Well, let’s look for a minute at how that growth came about. Firstly, China has a stable government. Again, you might not like the way it runs the country, but it is stable and that is good. That government has incentivised the massive population so that they leave their little rural areas and move to the cities. They have encouraged people to start businesses, to be entrepreneurs. They have unlocked innovation and allowed huge growth. They have done this by largely ignoring: the environment, human rights, health and safety. You might think the costs are too high. But it worked. The Chinese economy grew very large very fast. At least, it worked in the short term. However, there are weaknesses.
The weakness can be seen if you take a train ride from Beijing to Shanghai. You will pass empty city after empty city. All the infra structure is in place, massive stations, sky scrapers, office blocks, housing, roads, electricity. But no people. They are like ghost towns. Why?
Well, the local governments have had a policy that “if we build it, they will come”. They have built cities and when they are complete, people have moved from the rural areas and opened business, run factories, made money. They have filled the cities with tax paying workers, that tax has been used to pay back the loans from the banks, everyone is happy. It fueled development on a huge scale. It was also like a lot of spinning plates, if you could keep them spinning it was great, if they start to slow down you have a problem. The plates are beginning to slow down.
If people stop coming to the empty cities, if they remain empty, then no one will pay tax, the local governments will default on their loans. Then the small banks will need help from the big banks. The big banks will need help from the government. In real terms, for real people, what would that mean?

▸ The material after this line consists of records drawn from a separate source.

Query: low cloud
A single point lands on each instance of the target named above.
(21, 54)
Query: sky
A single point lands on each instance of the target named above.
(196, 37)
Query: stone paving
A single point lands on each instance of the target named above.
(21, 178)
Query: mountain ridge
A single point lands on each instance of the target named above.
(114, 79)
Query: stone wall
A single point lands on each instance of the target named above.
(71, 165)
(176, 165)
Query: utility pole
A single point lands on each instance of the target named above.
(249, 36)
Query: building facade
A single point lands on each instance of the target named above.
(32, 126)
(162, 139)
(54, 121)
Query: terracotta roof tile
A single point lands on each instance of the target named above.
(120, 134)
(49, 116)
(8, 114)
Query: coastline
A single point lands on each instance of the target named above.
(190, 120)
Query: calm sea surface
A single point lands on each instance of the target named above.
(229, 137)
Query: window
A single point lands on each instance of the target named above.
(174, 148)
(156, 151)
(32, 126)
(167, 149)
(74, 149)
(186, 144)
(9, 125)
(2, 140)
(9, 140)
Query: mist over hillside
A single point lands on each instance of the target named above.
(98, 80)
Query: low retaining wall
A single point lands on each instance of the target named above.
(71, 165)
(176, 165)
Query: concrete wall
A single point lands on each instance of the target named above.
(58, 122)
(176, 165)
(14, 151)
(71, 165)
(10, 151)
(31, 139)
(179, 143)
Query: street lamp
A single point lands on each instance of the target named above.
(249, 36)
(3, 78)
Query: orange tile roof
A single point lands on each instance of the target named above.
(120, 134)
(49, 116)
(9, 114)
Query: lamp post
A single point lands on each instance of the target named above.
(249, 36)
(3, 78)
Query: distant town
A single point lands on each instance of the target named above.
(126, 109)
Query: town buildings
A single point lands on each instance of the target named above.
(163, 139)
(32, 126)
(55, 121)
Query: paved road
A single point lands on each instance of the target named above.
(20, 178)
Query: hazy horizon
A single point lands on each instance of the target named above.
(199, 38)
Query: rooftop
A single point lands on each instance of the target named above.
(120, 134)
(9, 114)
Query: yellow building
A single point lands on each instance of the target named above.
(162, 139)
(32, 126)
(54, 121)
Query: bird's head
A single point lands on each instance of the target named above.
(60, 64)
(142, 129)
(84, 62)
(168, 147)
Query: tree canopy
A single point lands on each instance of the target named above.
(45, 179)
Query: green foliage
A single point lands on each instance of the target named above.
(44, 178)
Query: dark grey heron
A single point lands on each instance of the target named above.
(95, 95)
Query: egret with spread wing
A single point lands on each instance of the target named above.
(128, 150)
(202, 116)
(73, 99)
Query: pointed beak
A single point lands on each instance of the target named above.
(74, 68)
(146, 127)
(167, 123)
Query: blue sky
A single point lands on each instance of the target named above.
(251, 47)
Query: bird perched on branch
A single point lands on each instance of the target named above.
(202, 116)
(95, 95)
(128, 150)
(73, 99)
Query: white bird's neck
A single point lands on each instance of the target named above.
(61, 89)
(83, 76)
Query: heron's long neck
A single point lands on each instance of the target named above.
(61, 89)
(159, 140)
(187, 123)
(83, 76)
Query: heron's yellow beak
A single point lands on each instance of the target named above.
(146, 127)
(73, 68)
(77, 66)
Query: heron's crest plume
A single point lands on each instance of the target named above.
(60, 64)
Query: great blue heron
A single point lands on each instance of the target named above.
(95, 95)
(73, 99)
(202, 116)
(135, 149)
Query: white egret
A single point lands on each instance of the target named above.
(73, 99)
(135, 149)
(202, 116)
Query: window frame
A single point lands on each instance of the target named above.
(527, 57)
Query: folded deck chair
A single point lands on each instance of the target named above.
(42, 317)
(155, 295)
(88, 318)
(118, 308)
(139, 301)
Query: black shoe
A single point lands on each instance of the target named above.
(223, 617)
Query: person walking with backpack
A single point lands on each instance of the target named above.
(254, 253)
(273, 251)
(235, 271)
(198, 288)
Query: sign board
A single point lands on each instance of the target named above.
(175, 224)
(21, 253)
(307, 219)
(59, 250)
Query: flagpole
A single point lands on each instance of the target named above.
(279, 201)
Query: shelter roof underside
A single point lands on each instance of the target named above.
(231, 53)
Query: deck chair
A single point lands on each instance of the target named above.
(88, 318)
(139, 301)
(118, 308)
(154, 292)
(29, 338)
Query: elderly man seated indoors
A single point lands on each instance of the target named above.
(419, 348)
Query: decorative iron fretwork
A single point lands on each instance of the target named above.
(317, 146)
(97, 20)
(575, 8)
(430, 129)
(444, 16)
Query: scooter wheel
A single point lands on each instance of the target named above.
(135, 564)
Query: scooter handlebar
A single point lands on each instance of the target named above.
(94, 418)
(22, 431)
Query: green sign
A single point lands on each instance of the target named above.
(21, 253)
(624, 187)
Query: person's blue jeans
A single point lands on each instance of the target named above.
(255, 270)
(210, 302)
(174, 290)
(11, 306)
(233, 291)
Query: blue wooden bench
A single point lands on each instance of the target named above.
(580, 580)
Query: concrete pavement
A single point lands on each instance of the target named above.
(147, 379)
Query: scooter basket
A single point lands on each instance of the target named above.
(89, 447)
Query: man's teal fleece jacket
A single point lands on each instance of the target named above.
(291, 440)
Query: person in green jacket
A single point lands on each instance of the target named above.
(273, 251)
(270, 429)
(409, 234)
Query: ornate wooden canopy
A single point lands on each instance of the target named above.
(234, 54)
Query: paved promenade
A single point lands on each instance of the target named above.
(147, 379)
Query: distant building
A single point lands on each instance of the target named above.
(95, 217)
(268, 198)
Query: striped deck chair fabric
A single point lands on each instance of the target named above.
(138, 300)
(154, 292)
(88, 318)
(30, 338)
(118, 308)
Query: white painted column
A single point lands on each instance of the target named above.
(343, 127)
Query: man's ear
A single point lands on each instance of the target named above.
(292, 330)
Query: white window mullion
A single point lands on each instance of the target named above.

In 2008, the UK had a banking crisis which led to a recession. People lost jobs, businesses stopped growing and so stopped recruiting (even good graduates could not find work anywhere, it was bit of a shock!) The housing market slumped, people had less money. It was an uncomfortable time, one we are still recovering from, but the country did not collapse. At the same time, in Ireland, they had a bigger banking crisis and there was a much bigger recession. Their economy collapsed and the IMF had to bail them out.
Now, my guess is that China will be more like the UK in recession than like Ireland. It has not, as a country, borrowed much from other countries, it is fairly self-sufficient. They do buy a lot of raw materials, which will impact the markets, some stock exchanges may have a dip. However, we will not see a disaster like Greece has seen. Which is good because on the scale that China is, that would be devastating.